I need extract images from a PDF page section.

For example consider there is a PDF page which has couple of images on top of the page & couple of images on bottom of the page. I want to extract the images on top of the page.

So far what I tried is :

Using ghostscript cropped the pdf - gs -o$croppedPdfFilepath -sDEVICE=pdfwrite -c "[/CropBox [31.46 690.22 560.54 839]" -c "/PAGES pdfmark" -sPageList=12 -f $originalPdfFilepath
Then pass the cropped image to pdfimages to extract the images - pdfimages -j "$croppedPdfFilepath" $outputDirectory/image

But the problem is pdfimages is extracting all the images on that page (From the top & the bottom), even though when I view the cropped PDF it has only the images on top of the page.

After some research it looks like the CropBox only hides the cropped content from view but the PDF source still has the content.

Any guidance to remove the content from the PDF page or any other approach will be helpful. I'm using php to do it programatically.

References

https://stackoverflow.com/a/6184547/4273867

CodePudding user response：

If you need to extract images based on their page position, you can do it pretty easily with pdftohtml by parsing the output and then checking for the position of elements using their xml attributes.
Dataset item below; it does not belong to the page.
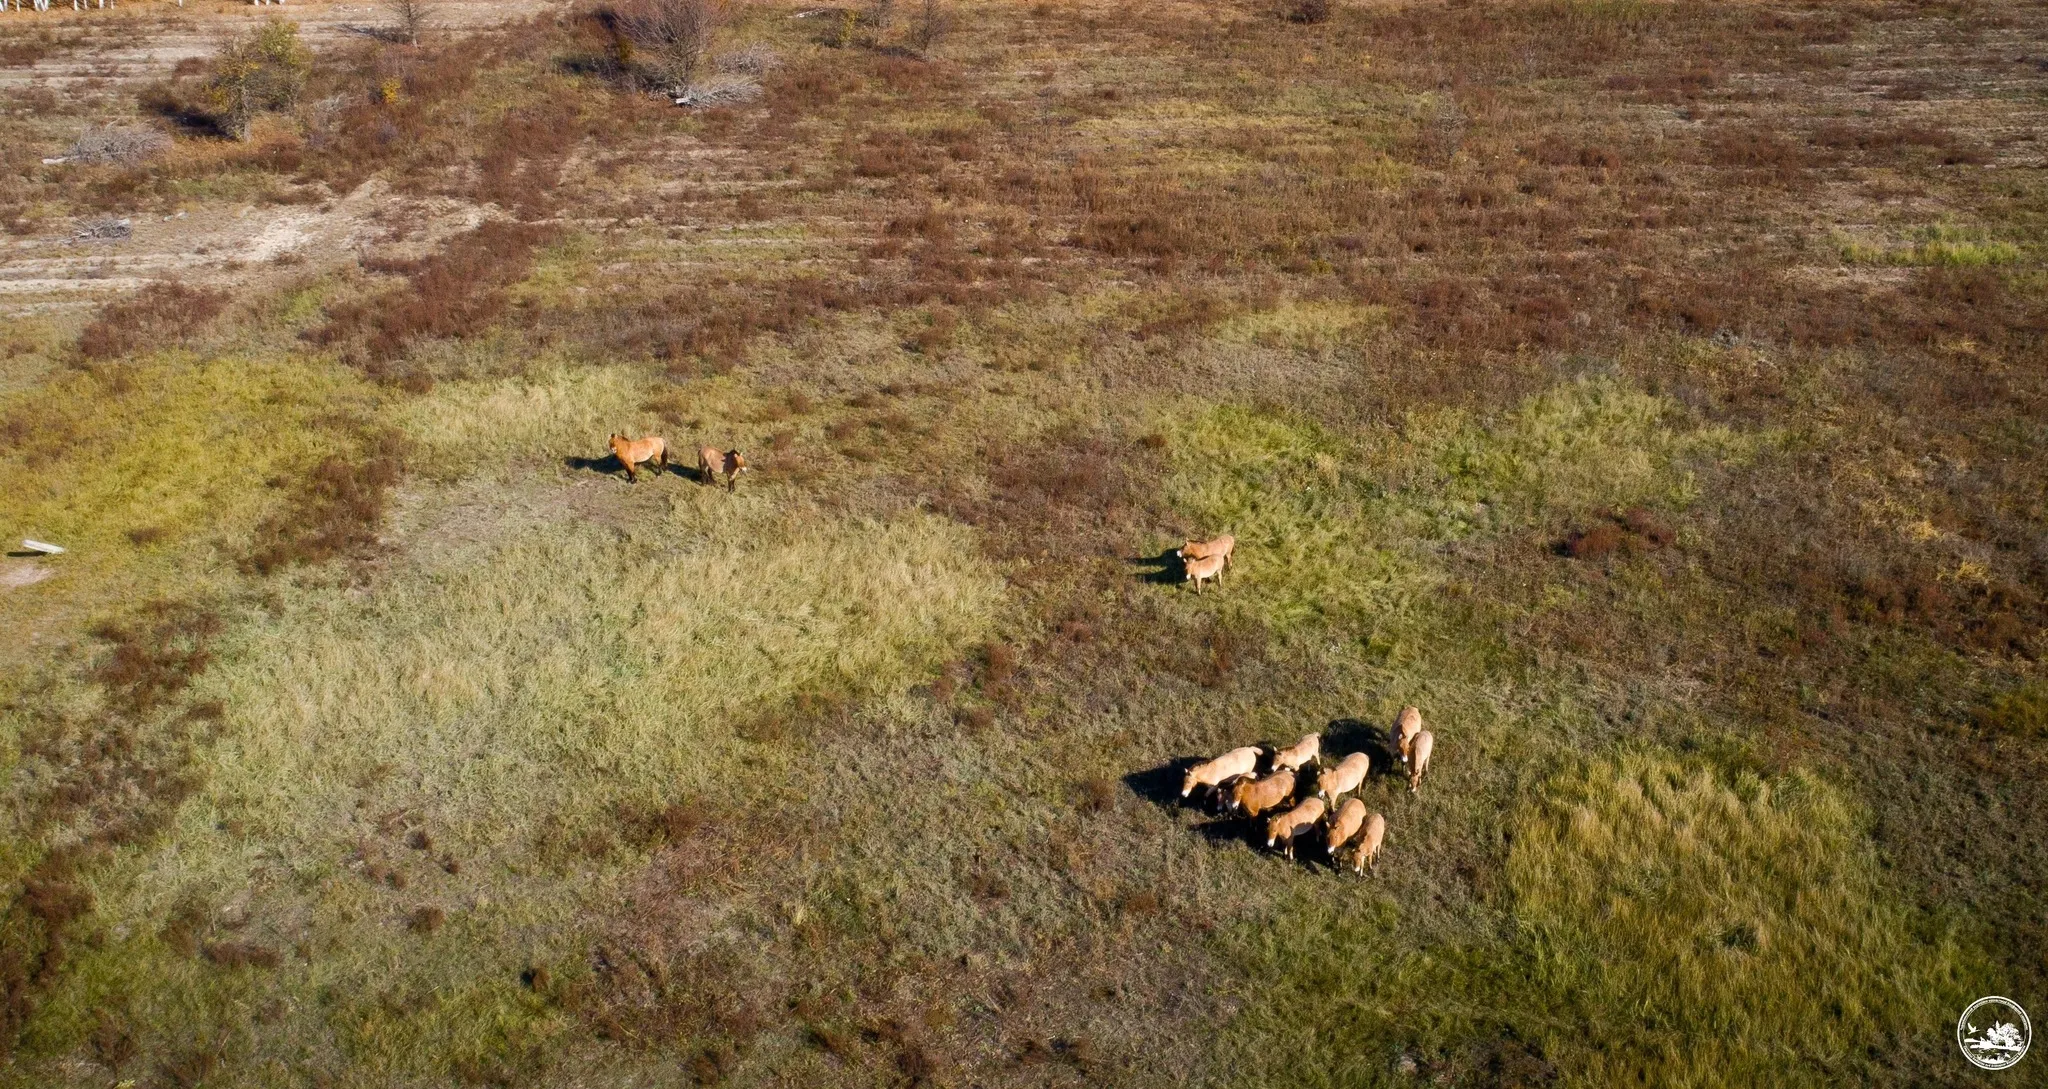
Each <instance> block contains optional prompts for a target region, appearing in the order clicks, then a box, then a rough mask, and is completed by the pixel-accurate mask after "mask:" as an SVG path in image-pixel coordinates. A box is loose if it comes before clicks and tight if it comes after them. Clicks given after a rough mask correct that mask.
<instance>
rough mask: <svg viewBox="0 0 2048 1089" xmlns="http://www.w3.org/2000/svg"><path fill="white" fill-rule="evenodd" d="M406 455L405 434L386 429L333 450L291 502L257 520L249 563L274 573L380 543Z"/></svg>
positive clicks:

Here's a very basic example that puts the full path of images in an array if they are positioned less than 200 from the top:

$pdf   = '/path/to/test.pdf';
$files = [];
$xml   = shell_exec('pdftohtml -stdout -xml ' . $pdf);
$dom   = new DOMDocument();
$dom->loadXml($xml);
$images = $dom->getElementsByTagName('image');
foreach ($images as $image) {
    $top = $image->getAttribute('top');
    if ($top < 200) {
        $files[] = dirname($pdf) . '/' . $image->getAttribute('src');
    }
}
print_r($files);

Note, contrary to the man page for pdftohtml, which indicates that it "generates its output in the current working directory", my experience is that it will always generate output in the same directory as the pdf being read.